Орлик шел теперь ровным, размеренным аллюром, сберегая силы, и постепенно настигал Сердюка.
Бандит яростно нахлестывал своего коня нагайкой, но обессиленное животное шло все медленнее и медленнее…
Солнце клонилось к закату, когда далеко впереди встал конь Сердюка. Он некоторое время стоял, как бы собираясь с силами, перебирая сухими ногами. Но вдруг резко пошел боком и… упал, забившись в агонии…
Сербин медленно подъезжал к выбирающемуся из-под крупа коня всаднику…
Глава 23
Они стояли друг против друга… Их разделяло не более пяти шагов и… целая жизнь. Жизнь одного из них, которому будет суждено Господом принять смерть именно сегодня. Именно сейчас – в этот теплый майский вечер, наполненный дурманящими ароматами степных трав, легким шелестом ветерка, перекатывающим по бескрайним просторам степи игривые волны серебристо – голубых метелок ковыля, звонкой песней жаворонков, кувыркающихся в высоком предзакатном небе…
Они стояли, глаза в глаза. Налитые кровью глаза Сердюка полыхали лютой злобой и ненавистью… Глаза путника были спокойны и сосредоточены… Еще не было произнесено ни слова…
- Ну, чего ты ждешь, Сербин? – наконец прохрипел Сердюк. – Стреляй! Твоя взяла, краснопузый!

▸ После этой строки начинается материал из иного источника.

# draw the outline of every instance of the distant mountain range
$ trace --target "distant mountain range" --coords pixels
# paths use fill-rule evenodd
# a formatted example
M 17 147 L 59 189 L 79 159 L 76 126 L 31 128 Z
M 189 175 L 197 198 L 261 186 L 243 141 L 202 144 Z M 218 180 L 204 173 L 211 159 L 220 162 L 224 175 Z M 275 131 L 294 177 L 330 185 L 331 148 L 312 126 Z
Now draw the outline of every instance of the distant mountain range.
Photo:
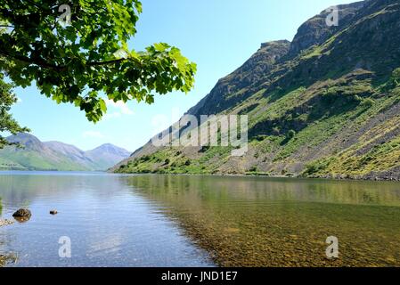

- А я не твово поля ягода, Сердюк! – ответил Путник. – Я не стреляю в людей безоружных, подобно тебе и твоим бандитам. Мы с тобой сведем счеты, но по – казацки. Чья шашка лучше, тот и пан. Ну, а чья окажется хуже – тот пропал…
Путник снял с плеча кобуру с «Маузером» и, повесив ремешок кобуры на луку седла, легким шлепком по боку коня, отпустил его на травы.
- Ты бы снял пальтишко-то свое, мешать же будет биться, - сказал Сербин, вынимая из ножен свою легкую арабскую саблю, и ласково проводя большим пальцем левой руки по жалу клинка.
Сердюк сдернул с себя длинное тяжелое пальто из коричневой хромовой кожи, которое носил, не снимая ни зимой, ни летом, и отшвырнул его за спину…
.
И только теперь Путник понял, почему Сердюк всегда был в пальто: под ним оказался парадный казачий френч с шитыми золотой нитью погонами есаула, с раззолоченными аксельбантами и орденами – Св.Владимира с мечами и бантом, двумя офицерскими Георгиями и тремя медалями «За храбрость»…
- Ух, ты! – удивился Сербин. – Да ты, Сердюк, оказывается, славно воевал! А погоны офицерские прятал от всех, как и свою офицерскую честь?
- А не тебе судить мою офицерскую честь, холоп! – рявкнул Сердюк, свирепея, и выдергивая из ножен офицерскую шашку с Георгиевским крестом на эфесе.
Они сделали круг, медленно перебирая ногами, и раскручивая в руках шашки, разогревая кисть. И вдруг одновременно бросились в рубку, с неимоверной скоростью нанося и парируя удары и уколы противника.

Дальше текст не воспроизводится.